Pharma companies scrap development of experimental drugs all the time and Sullivan saw this up close at Pfizer, where she helped decide which early-stage drugs to put resources into, and which to discard or license out to someone else. Two things she and Pfizer chief medical officer Freda Lewis-Hall noticed: More programs were fighting for funding than Pfizer could handle, and outside groups were increasingly interested in snatching up the drugs falling through the cracks.

Sullivan says the difference between SpringWorks and other efforts to push forward stalled pharma drugs is both its broad scope and the incentives it will hand to those it does deals with. Those incentives include, potentially, a piece of SpringWorks equity, not just downstream payments, which may help subdue a company’s fear of dumping a program that may later prove very valuable, Sullivan says.

“We will have the ability and structure to allow our partners to share in our future success,” Sullivan says.

The hope, according to Sullivan, is the startup may eventually provide a “systemic solution” for stalled drug programs at Pfizer and elsewhere. But SpringWorks must chalk up some victories in clinical testing first to prove that.

Pfizer’s move to create an independent company–deliberately safety net-free–suggests the biggest wheels of the drug industry have learned an important lesson, said Bernard Munos, a former R&D executive at Eli Lilly who now consults for pharma companies.

“I think the industry has realized that they have not really been true to their words in terms of embracing innovation,” Munos said. “So this is very encouraging, frankly, especially coming from Pfizer.”

What do the analysts think?

As of Sep 22, 2017, the consensus forecast among 22 analysts covering Pfizer advises that the company will Outperform the market. This has been the consensus forecast since the sentiment of investment analysts improved on Dec 03, 2008. The previous consensus forecast advised investors to Hold their position.

Share price forecast

The 20 analysts offering 12-month price targets for Pfizer have a median target of $37.00, with a high estimate of $54.00 and a low estimate of $31.00. The median estimate represents a 4% increase from the last price of $35.43.

Bottom Line:

Damian Garde at Stat posits the popular theory about the limitations of global pharma companies:

“For all their skyscrapers and strategy reviews and private jets, they’re simply too knotted up in bureaucracy to realize how many great drugs are gathering dust in their vaults. Now, the biggest of Big Pharma is out to do something about that.”
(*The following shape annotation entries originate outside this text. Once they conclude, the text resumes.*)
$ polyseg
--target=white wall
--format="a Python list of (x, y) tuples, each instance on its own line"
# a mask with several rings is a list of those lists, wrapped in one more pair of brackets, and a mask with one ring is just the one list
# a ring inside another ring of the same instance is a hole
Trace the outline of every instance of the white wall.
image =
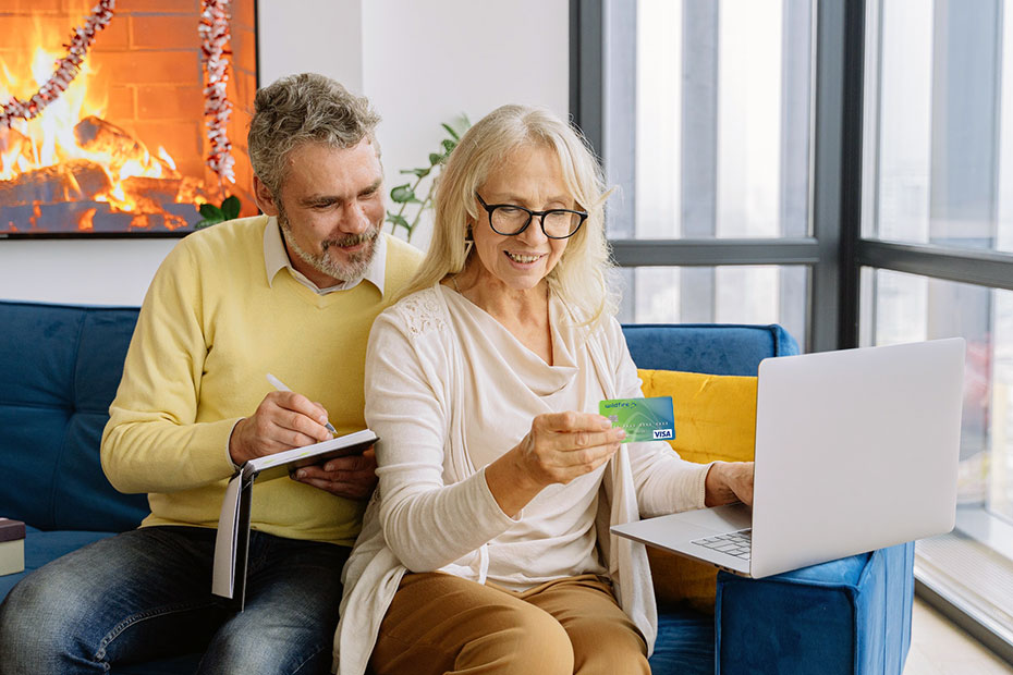
[[(569, 101), (567, 0), (260, 0), (260, 82), (315, 71), (366, 94), (388, 188), (440, 123), (508, 102)], [(425, 246), (428, 231), (413, 237)], [(176, 240), (0, 240), (0, 298), (138, 305)]]

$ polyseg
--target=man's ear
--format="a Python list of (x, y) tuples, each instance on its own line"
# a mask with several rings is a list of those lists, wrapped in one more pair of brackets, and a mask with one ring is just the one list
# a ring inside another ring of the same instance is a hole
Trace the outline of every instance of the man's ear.
[(254, 199), (257, 200), (257, 207), (268, 216), (278, 216), (278, 204), (274, 195), (268, 189), (267, 185), (254, 174)]

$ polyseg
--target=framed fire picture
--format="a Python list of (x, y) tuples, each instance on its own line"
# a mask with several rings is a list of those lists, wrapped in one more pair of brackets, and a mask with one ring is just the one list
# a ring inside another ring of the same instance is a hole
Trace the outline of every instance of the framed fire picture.
[(0, 238), (253, 216), (255, 0), (3, 3)]

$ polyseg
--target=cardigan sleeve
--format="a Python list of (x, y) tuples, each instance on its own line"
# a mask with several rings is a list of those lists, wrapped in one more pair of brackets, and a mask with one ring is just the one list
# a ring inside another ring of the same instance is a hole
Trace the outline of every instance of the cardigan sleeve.
[[(642, 397), (640, 378), (615, 319), (606, 327), (603, 342), (609, 363), (614, 367), (615, 395)], [(704, 481), (710, 464), (686, 462), (664, 441), (628, 443), (627, 447), (642, 517), (703, 508)]]
[(380, 438), (379, 519), (387, 545), (412, 572), (431, 572), (515, 520), (497, 504), (484, 471), (444, 480), (452, 369), (442, 340), (450, 328), (431, 318), (410, 323), (403, 310), (399, 305), (381, 314), (369, 334), (366, 424)]

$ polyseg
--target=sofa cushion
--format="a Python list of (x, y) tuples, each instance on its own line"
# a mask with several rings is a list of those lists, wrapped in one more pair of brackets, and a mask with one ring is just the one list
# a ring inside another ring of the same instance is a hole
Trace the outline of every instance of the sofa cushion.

This may seem odd in that Pfizer spends literally billions of dollars a year advancing treatments of its own. But the company’s executives say they simply don’t have the resources to advance all the promising compounds that catch their eye–and they believe an independent company with the plucky culture of a startup will be in a better position to take on that task.

Steve's Take: Springworks spinoff has a lot of upside for @Pfizer with little capital risk Click To Tweet

Pfizer is forgoing up-front cash by not licensing these drugs to an unrelated party, but this is a better option, says Max Nisen at Bloomberg. It’s not the best time to get a choice licensing deal; multiple companies are overhauling R&D efforts and selling off drugs.

Pfizer will get milestone and royalty payments if the drugs succeed, as it would under a standard licensing agreement. But it gets extra upside through its equity stake in the spinoff.

Given the participation of Bain Capital and other investors, Pfizer’s cash outlay probably wasn’t significant. And the company has a chance of a return on drugs that may have otherwise languished on the shelf.

This spinoff move has a lot of upside for Pfizer with relatively little capital risk. Most significantly for investors, however, it signals that the old pharma goliath can join in the new strategic thinking about drug development with a solid, 2017-era tactic.